Updated at 4:25 p.m. EDT, Sept. 30, 2009
The Red Cross warned that considering a death toll of 500 Iraqis every month as being “normal” was overly complacent. Meanwhile, at least seven Iraqis were killed and another 10 were wounded in today’s attacks. Back in the U.S., Vice President Joseph Biden welcomed home his son who spent the last year deployed to Iraq. Also, a U.S. Marine apologized for killing an unarmed Iraqi during the 2004 battle for Fallujah.
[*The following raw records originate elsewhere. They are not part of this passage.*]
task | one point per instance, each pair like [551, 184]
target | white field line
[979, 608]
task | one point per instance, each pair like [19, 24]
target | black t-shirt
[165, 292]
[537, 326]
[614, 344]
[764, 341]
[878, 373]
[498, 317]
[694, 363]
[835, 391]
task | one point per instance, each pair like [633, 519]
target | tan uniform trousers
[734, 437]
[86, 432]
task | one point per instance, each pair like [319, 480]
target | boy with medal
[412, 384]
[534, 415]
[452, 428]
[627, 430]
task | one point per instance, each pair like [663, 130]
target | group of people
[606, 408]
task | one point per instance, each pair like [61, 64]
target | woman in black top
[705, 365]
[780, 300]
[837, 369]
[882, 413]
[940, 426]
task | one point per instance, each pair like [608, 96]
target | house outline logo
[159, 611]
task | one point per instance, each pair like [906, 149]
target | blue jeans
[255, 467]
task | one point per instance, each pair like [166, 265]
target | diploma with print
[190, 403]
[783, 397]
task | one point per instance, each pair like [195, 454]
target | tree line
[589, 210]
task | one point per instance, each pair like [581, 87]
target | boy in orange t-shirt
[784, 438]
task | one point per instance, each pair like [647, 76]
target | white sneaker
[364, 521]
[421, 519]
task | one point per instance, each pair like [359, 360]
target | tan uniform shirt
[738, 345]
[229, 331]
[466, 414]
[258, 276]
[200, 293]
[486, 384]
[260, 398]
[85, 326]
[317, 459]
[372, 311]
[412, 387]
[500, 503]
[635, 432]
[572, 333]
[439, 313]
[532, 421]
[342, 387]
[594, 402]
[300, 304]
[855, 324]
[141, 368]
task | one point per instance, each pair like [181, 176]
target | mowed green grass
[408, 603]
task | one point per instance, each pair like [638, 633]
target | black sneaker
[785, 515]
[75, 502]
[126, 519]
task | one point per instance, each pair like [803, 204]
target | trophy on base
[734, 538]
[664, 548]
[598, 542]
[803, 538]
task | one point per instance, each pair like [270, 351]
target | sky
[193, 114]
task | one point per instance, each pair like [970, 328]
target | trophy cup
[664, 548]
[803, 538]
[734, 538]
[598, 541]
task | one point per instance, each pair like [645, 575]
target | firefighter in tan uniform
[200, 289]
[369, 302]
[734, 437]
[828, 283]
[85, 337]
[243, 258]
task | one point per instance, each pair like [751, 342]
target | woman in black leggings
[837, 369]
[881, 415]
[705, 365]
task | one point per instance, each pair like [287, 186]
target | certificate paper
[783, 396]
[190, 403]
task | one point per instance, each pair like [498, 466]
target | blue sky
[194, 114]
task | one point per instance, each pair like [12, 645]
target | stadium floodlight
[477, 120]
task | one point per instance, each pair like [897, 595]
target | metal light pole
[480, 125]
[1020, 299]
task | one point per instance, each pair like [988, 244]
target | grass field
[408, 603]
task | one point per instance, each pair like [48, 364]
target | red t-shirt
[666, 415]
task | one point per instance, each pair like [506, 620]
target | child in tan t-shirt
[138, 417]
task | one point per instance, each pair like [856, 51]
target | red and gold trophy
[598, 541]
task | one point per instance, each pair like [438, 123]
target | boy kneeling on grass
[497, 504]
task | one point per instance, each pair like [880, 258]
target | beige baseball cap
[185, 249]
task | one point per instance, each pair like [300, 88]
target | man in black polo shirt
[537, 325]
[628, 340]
Army Gen. Ray Odierno said that 4,000 U.S. troops would be heading home from Iraq next month and asked Congress not to lose sight that Iraq remains a key ally in the region. While that news is, on the surface, a positive development in the planned U.S. drawdown, just a month ago Defense Secretary Robert Gates approved adding 1,000 troops to those already in Iraq, which itself came on top of a significant increase in U.S. contractors. Meanwhile, low oil prices have set back Iraq’s plans to build up its own forces.
In Baghdad, one university student was killed and eight more were wounded during a blast in Abu Dsheer. A bomb in Adhamiya killed a man and wounded his wife.
Three soldiers were killed and a fourth one was wounded during an attack on the checkpoint in Mahmoudiya.
A woman’s body bearing gunshot wounds was discovered north of Mosul. A bomb targeting a professor’s home in the city left no casualties.
In rare news out of Basra, a woman’s body was found bearing multiple stab wounds.
A Kirkuk kidnap victim was released after gunmen beat him up and set his car ablaze. Separately, eight suspects were arrested south of the city.
The Defense Ministry denied that Tal Abta had fallen into terrorists’ hands and assured the public that security forces were deployed to the region.